How about dating sites? I’ve had a lot of chats about that in recent years, the pros and cons of Christian self-disclosure, and more often than not the cons, due to stereotyped perceptions. Many want to let that out a bit later on when forming a new relationship.

On that front, I don’t have any useful advice (just gratitude I’ve graduated from the necessity of using OKCupid). But this does cause me to reflect on what’s at stake in our willingness to self-identify.

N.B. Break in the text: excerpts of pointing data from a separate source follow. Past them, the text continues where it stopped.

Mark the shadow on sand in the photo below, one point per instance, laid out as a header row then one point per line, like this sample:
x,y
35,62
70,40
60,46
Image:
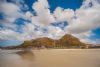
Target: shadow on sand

A pithy bit of wisdom attributed to St. Francis goes like this: “Preach the gospel: if necessary use words.” The content of our lives takes precedence over everything else. We demonstrate what we value by the wake we leave behind as we make our way forward in life’s currents, rather than whatever we blather on about in the meantime. As C.S. Lewis put it, “What you do screams so loud I can’t hear what you say”—a crucially relevant bit of wisdom for parents, not to exclude all the rest of us.

But as I said last week, words matter quite a lot. How we align our words with our faith seems especially important today. We need to get braver about this, willing to take a risk or two. Let’s not have the fundamentalists on the right or left define what it means to be Christian, giving up on our language of faith for fear of being misunderstood. The quality of our love-in-action is our proof of what we mean. We should be able to confidently say this.

Stephen Bauman

Rev. Dr. Stephen P. Bauman is the Senior Minister at Christ Church.